Ma l'insolita traiettoria che viene delineata fra "The Road" e "Le cose che non abbiamo visto arrivare" mi ha colpito improvvisamente come se fosse un sintomo nuovo ed assolutamente significativo: banali distopie ce ne sono state parecchie (e mi piacerebbe non dover confessare che penso che il romanzo di McCarthy sia uno di questi), ma qui, per la prima volta, ho la sensazione che la distopia sia diventata un genere maggiore e che la sua promozione sia, essa stessa, il segnale che stiamo assistendo all'emergere di una nuova generazione: a mio avviso, è dagli anni '60 che non ce n'era più stata una (e devo aggiungere che io non ne ho fatto parte). Ma i '60 hanno formato la nostra idea di quello che era una generazione, e ci ha ha fatto perdere di vista il fatto che quello che costituisce una generazione, fra le altre cose, è una nuova idea della generazione stessa, che è come dire, una nuova idea di tempo.
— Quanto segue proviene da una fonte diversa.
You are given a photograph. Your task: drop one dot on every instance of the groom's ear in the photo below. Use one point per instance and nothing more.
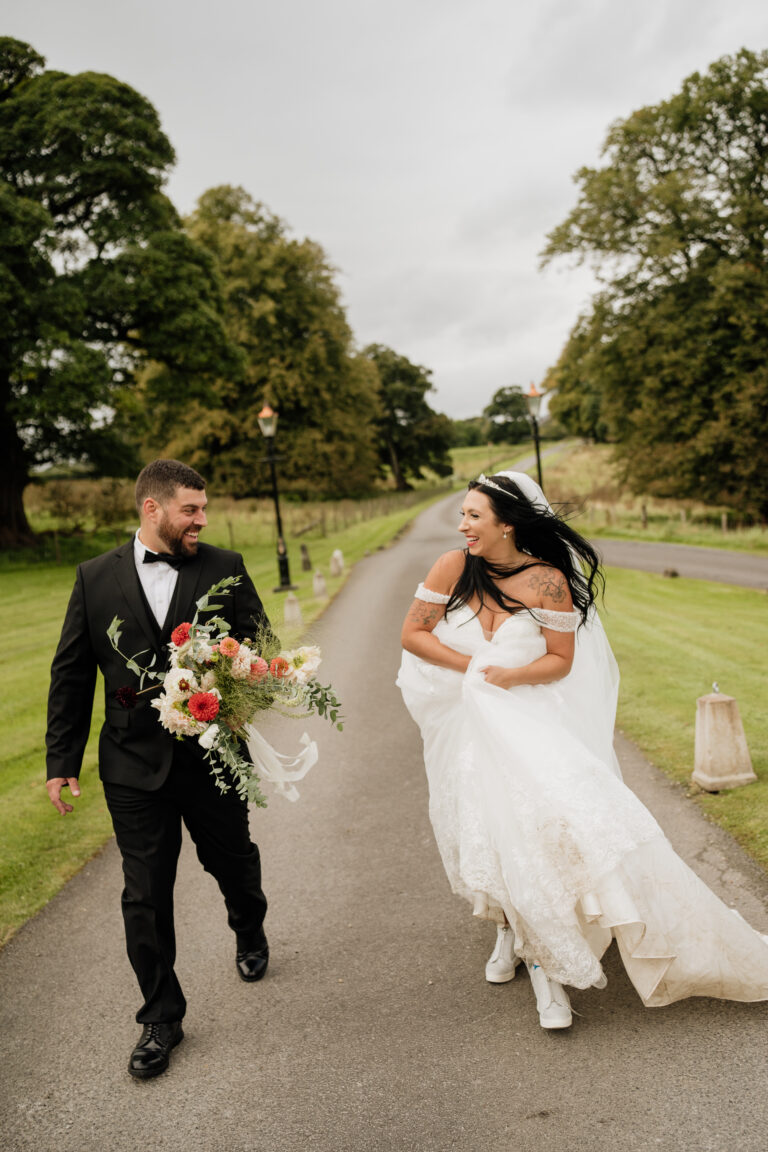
(150, 508)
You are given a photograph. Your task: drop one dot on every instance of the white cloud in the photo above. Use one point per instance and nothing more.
(427, 145)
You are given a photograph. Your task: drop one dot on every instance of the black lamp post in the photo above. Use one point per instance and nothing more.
(533, 400)
(268, 424)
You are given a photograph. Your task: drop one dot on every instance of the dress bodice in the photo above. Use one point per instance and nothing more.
(526, 622)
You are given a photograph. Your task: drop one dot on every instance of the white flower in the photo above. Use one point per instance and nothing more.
(241, 664)
(180, 683)
(210, 737)
(173, 718)
(200, 650)
(304, 662)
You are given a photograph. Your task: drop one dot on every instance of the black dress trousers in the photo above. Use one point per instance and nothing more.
(147, 828)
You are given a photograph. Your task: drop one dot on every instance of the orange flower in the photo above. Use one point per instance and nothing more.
(180, 635)
(204, 706)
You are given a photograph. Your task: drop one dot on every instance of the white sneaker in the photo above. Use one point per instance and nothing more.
(552, 999)
(501, 967)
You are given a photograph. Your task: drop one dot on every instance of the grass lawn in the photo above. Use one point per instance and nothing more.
(673, 638)
(40, 850)
(586, 479)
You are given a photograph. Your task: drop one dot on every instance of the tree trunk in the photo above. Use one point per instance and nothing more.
(14, 527)
(401, 483)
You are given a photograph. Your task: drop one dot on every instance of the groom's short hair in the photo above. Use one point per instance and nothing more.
(161, 478)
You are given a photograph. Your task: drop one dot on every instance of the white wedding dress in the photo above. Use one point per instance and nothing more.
(533, 821)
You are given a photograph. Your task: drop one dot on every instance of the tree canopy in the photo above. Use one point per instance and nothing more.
(96, 271)
(283, 313)
(508, 414)
(671, 361)
(411, 436)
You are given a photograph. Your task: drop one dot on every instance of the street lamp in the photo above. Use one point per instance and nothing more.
(533, 400)
(268, 424)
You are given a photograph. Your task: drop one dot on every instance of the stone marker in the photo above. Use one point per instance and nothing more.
(722, 757)
(293, 611)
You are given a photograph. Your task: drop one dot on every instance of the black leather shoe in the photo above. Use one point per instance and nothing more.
(152, 1053)
(252, 964)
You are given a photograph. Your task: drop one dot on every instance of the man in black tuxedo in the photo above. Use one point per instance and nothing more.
(151, 780)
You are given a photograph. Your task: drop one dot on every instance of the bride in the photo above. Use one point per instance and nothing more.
(510, 677)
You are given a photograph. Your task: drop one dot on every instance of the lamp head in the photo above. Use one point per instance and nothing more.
(267, 422)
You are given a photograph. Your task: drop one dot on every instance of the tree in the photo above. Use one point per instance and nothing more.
(283, 313)
(671, 360)
(411, 436)
(509, 415)
(96, 272)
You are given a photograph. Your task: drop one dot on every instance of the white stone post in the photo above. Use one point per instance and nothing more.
(293, 611)
(722, 757)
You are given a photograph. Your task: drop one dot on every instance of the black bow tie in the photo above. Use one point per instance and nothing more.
(166, 558)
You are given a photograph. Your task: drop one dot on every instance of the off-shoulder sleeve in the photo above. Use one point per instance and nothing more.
(557, 621)
(426, 593)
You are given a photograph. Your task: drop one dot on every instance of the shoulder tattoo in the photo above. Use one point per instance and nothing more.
(550, 584)
(424, 614)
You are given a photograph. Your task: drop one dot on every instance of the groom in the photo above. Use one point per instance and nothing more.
(152, 782)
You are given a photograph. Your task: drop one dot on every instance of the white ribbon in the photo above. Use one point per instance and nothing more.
(281, 771)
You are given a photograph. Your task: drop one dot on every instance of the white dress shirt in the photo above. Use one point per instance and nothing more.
(158, 581)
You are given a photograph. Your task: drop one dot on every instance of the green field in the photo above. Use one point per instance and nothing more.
(40, 850)
(673, 638)
(586, 482)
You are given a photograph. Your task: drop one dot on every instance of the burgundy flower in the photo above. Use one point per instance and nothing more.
(127, 697)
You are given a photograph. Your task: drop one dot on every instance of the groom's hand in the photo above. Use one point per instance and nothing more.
(54, 791)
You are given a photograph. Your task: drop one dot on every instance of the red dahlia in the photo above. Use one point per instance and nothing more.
(204, 706)
(180, 635)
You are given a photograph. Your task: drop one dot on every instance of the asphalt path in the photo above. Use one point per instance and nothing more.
(720, 565)
(374, 1028)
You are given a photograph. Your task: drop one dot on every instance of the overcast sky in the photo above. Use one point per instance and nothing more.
(427, 145)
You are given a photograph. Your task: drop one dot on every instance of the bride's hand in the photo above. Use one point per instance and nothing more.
(500, 677)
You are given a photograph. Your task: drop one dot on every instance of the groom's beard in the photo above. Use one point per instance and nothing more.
(175, 540)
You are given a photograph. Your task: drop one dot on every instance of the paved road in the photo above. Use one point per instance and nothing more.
(374, 1028)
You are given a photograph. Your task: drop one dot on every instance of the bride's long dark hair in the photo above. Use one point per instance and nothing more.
(545, 537)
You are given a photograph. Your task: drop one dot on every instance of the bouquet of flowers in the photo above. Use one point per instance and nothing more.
(217, 684)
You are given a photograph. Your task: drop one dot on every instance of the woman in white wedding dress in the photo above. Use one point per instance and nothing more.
(509, 675)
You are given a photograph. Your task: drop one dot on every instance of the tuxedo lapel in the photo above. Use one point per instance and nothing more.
(127, 578)
(189, 589)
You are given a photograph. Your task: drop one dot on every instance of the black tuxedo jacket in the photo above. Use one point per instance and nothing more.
(134, 748)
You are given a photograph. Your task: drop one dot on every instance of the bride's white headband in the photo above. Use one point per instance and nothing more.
(492, 484)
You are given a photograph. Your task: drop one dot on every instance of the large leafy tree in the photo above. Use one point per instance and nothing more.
(673, 358)
(508, 414)
(96, 271)
(283, 312)
(411, 434)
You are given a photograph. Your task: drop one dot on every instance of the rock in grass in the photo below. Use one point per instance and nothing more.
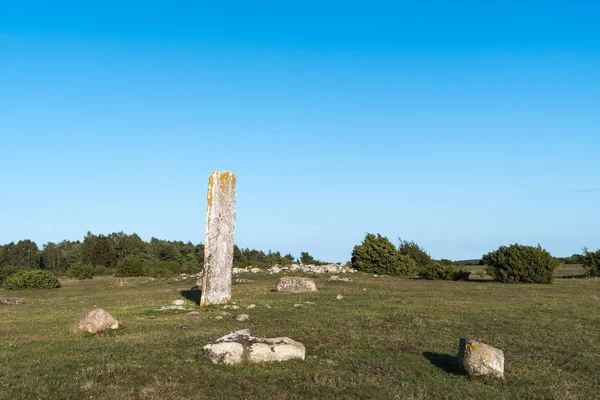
(10, 300)
(296, 284)
(97, 321)
(239, 346)
(170, 308)
(478, 359)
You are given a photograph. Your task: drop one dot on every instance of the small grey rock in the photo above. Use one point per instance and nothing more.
(242, 317)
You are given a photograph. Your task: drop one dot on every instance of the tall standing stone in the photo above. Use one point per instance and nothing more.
(218, 243)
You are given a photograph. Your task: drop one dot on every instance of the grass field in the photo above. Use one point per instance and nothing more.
(388, 338)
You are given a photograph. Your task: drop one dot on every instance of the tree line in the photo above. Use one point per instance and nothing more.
(106, 252)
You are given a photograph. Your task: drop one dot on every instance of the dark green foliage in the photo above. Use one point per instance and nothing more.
(132, 266)
(407, 266)
(376, 254)
(519, 263)
(307, 259)
(574, 259)
(6, 271)
(591, 262)
(31, 279)
(24, 254)
(98, 250)
(461, 275)
(82, 271)
(415, 251)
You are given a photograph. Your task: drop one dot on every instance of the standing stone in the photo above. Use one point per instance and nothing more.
(218, 243)
(477, 358)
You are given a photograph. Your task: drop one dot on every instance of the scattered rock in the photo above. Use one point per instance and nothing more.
(97, 321)
(340, 278)
(242, 317)
(167, 308)
(477, 358)
(307, 268)
(241, 281)
(10, 300)
(296, 284)
(239, 346)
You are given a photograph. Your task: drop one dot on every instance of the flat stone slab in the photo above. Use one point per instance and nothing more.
(239, 346)
(478, 359)
(296, 284)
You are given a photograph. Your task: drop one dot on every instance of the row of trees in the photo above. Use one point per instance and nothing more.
(514, 263)
(105, 254)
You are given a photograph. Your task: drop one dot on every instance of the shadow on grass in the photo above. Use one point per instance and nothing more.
(443, 361)
(193, 294)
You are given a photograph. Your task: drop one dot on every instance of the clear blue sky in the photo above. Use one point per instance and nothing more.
(460, 125)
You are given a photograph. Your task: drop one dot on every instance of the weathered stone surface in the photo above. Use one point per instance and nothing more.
(10, 300)
(170, 308)
(97, 321)
(242, 317)
(296, 284)
(239, 346)
(477, 358)
(218, 242)
(340, 278)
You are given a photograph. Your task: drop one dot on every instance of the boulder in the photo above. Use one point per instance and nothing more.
(242, 317)
(240, 346)
(477, 359)
(296, 284)
(97, 321)
(10, 300)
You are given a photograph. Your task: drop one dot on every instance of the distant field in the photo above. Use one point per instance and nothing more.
(394, 340)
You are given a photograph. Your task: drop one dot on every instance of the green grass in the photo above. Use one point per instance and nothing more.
(394, 340)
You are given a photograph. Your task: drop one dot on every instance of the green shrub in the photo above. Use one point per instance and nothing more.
(591, 262)
(415, 252)
(191, 267)
(518, 263)
(81, 271)
(6, 271)
(132, 266)
(31, 279)
(101, 270)
(376, 254)
(461, 275)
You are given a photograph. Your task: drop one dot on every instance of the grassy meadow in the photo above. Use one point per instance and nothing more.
(388, 338)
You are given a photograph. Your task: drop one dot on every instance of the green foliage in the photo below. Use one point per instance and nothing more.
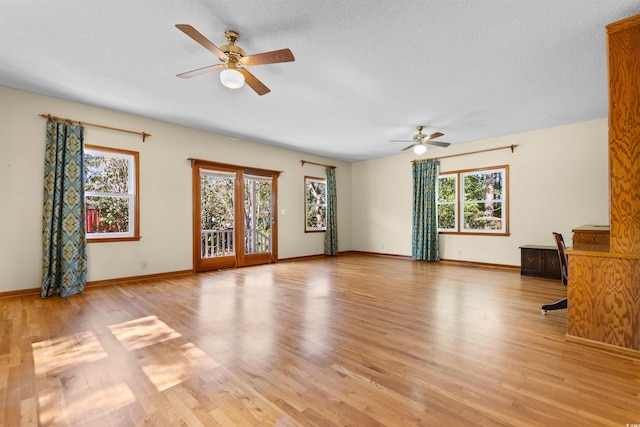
(482, 201)
(216, 210)
(108, 212)
(257, 201)
(316, 202)
(447, 189)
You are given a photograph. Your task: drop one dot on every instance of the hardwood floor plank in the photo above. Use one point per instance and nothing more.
(354, 340)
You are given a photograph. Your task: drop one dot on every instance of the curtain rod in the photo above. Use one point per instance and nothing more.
(513, 146)
(49, 116)
(314, 163)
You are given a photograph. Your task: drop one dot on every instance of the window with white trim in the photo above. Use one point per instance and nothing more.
(111, 194)
(315, 204)
(473, 201)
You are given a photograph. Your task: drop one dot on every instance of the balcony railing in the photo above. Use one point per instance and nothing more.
(217, 243)
(256, 242)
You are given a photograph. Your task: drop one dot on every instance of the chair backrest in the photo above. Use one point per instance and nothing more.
(563, 258)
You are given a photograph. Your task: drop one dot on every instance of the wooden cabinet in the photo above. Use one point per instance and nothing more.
(541, 261)
(604, 284)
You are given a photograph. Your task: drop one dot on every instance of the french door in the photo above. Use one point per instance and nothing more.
(234, 221)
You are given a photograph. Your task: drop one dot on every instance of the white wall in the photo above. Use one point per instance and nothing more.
(165, 190)
(558, 180)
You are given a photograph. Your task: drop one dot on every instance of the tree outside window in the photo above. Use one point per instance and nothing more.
(481, 198)
(315, 204)
(111, 194)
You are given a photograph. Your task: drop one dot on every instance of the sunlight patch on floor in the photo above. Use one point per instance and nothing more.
(167, 365)
(139, 333)
(54, 355)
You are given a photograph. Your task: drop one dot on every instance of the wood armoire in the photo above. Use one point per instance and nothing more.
(604, 286)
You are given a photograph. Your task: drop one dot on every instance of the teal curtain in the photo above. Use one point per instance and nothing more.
(425, 228)
(64, 266)
(331, 233)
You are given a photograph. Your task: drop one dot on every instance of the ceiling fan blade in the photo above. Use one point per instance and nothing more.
(282, 55)
(195, 35)
(438, 143)
(199, 71)
(435, 135)
(254, 83)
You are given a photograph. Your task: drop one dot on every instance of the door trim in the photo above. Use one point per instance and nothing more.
(240, 259)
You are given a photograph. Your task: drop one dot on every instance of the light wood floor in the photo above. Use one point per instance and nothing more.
(354, 340)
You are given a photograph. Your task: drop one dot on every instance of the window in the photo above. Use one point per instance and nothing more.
(315, 204)
(473, 201)
(447, 202)
(111, 194)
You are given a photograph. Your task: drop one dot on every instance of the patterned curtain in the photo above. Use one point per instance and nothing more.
(425, 228)
(64, 267)
(331, 234)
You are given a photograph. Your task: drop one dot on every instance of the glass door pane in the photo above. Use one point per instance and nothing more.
(217, 219)
(257, 215)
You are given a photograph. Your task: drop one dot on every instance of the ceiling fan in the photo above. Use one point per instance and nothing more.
(234, 60)
(421, 140)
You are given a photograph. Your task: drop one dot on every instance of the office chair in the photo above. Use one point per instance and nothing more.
(559, 305)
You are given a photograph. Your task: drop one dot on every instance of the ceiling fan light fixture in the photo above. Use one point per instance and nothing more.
(420, 149)
(231, 78)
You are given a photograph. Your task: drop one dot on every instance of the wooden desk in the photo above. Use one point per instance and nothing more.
(591, 238)
(541, 261)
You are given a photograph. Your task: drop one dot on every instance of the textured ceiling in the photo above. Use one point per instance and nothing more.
(366, 71)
Il concetto di tempo che si stava già facendo strada durante il periodo modernista, è quello che io vorrei designare come "retroattività", la sua prima piena enunciazione viene data già da Freud con il suo concetto di Nachträglichkeit (detto in altre parole, come un evento tardivo come la pubertà possa tornare indietro nell'esperienza dell'infanzia e trasformarla in psicosi). Qui, il presente riscrive il passato o perfino lo costruisce come se fosse la prima volta (come in Proust, per esempio); e viene inventata la tradizione.

jameson tende

Il nuovo concetto di tempo che vedo emergere in questi scritti ora si aggiorna in maniera nuova, coerentemente con il dislocamento del concetto tradizionale di distopia, in quello che mi sembra essere una nuova versione del tempo distopico. E' come se il passato. essendo stato "decostruito" (nella postulazione dei suoi stessi presupposti), ora si dissolvesse lentamente, lasciando dietro di sé solamente due dimensioni del tempo.
Questo, per dirne una, non ha alcuna causa: può essere post-catastrofico, ma la catastrofe non è stata registrata, neppure ricordata o dimenticata (Infatti, McCarthy lo tratteggia: "Gli orologi si erano fermati all'1:17. Una lunga lama di luce e poi una serie di colpi sordi", è il segno della sua incapacità a rompere con il vecchio, tradizionale genere distopico). Nessun futuro, ma non nel senso di Edelman del ripudio dell'utopia e della stessa politica: piuttosto, semplicemente una riduzione della "protensione" verso il futuro di Husserl, un indebolimento del senso del tempo e la preoccupazione ossessiva-compulsiva ("Sorge", ansia) circa il cosa fare dopo, e poi dopo, e dopo ancora. E' questa la vera riduzione al presente, ma il libro di Amsterdam, "Things We Didn’t See Coming" chiarisce che si tratta di un presente abbastanza differente da quello che abbiamo immaginato (e a dire la verità, il mio pensiero per cui esso costituirebbe una "riduzione al corpo" probabilmente è sbagliato). Non si tratta certamente della "nuda vita"; ma il suo eroe avrebbe potuto benissimo aver vagabondato per le tende di Occupy, ad un certo punto. Le forme esteriori di potere sociale qui vanno e vengono come le nuvole, troppo alte nella stratosfera per poter essere direttamente osservate. E' politica? La domanda è mal posta, e dovrebbe essere piuttosto formulata, "Come fa ad essere politica?", dal momento che la questione è che noi semplicemente ancora non lo sappiamo (né l'eroe opportunista ha da dirci molto di più a tale riguardo; egli è più vicino ad un picaro, a Lazarillo de Tormes, che all'anonimo eroe de La Strada o a Mad Max). In ogni caso, tutti questi saggi mi sembrano finire qui, nella contemplazione di questa nuova enigmatica temporalità, il tempo de deserto della disoccupazione, per così dire.